Ему было лет сорок пять, но он уже отяжелел и облысел.
Пьер Карнье, чуточку постарше, сухощавый и все еще живой, подхватил:
— А я, голубчик, постарел и сам того не заметил. Я всегда был веселым, жизнерадостным, здоровым и все такое прочее. Каждый день смотришься в зеркало, вот и не замечаешь работы времени, а работа эта медленная, равномерная, и лицо меняется так постепенно, что переходов никак не уловишь. Только потому мы и не умираем с горя уже после двух — трех лет этой разрушительной работы. Мы ее не видим. Надо бы с полгода не смотреться в зеркало, лишь тогда можно отдать себе в ней отчет — и какой это будет удар!
А женщины, мой дорогой!.. Как мне их, бедняжек, жалко. Все счастье, вся сила, вся жизнь для них в красоте, но ее хватает лет на десять.
Ну, так вот, я состарился, сам того не подозревая. Я все еще считал себя чуть ли не юношей, а мне было уже под пятьдесят. Никогда и ничем я не хворал и жил счастливо и спокойно.
Моя старость открылась мне очень простым и страшным образом, и полгода я ходил как пришибленный... потом примирился.
Я часто влюблялся, как и все мужчины, но по-настоящему любил только раз.
Я встретил ее в Этрета, на берегу моря, лет двенадцать тому назад, тут же после войны.

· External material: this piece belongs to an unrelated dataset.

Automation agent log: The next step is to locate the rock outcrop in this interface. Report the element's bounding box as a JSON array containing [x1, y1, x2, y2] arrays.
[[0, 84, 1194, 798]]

Нет ничего милее этого пляжа утром, в часы купания. Он невелик, изогнут подковой, его обступили высокие белые скалы с причудливыми арками, которые называют "Воротами". Одна скала, огромная, протянула в море гигантскую лапу, другая, круглая, низкая, как будто сидит напротив нее; на узкой косе, усеянной галькой, собираются стайками, толпятся женщины, — пестрый цветник ярких туалетов в рамке высоких скал. Солнце светит вовсю на берег, на разноцветные зонтики, на зеленовато-голубое море, и все вокруг радует, чарует, ласкает взор. Садишься у самой воды и рассматриваешь купальщиц. Они спускаются к морю, завернувшись в фланелевые пеньюары, сбрасывают их красивым движением у кружевной пены набегающих волн, быстрыми шажками входят в воду, иногда останавливаются, зябко ежатся, переводят дух.
Не всякая выдержит такой экзамен. Тут-то их и разбираешь по всем статьям. Недостатки особенно заметны, когда купальщицы выходят на берег, хотя морская вода очень бодрит вялое тело.
С первого же раза, как я увидел на купании эту женщину, я был восхищен, очарован. Она выдержала, блестяще выдержала испытание. Да, бывают такие лица, что сразу пленяют своей прелестью, захватывают целиком. Кажется, что нашел, наконец, женщину, предназначенную тебе от рождения. Вот это ощущение, эту мгновенную любовь пережил и я.
Мы познакомились, и скоро я так увлекся, как никогда и никем. Она истомила мне сердце. Мучительно и сладко такое полное подчинение женщине. Это чуть ли не пытка и вместе с тем бесконечное блаженство. Взгляд, улыбка, завитки на шее, когда их шевелил ветерок, всякая черточка на ее лице, мимолетное выражение — все восхищало, потрясало меня, сводило с ума. Она заполонила, околдовала меня, от ее жестов, движений, даже от вещей исходило какое-то очарование. Меня умиляла ее вуалетка, лежавшая на столе, перчатки, брошенные на кресло. Ее платья казались мне неподражаемыми, никто не носил таких шляпок.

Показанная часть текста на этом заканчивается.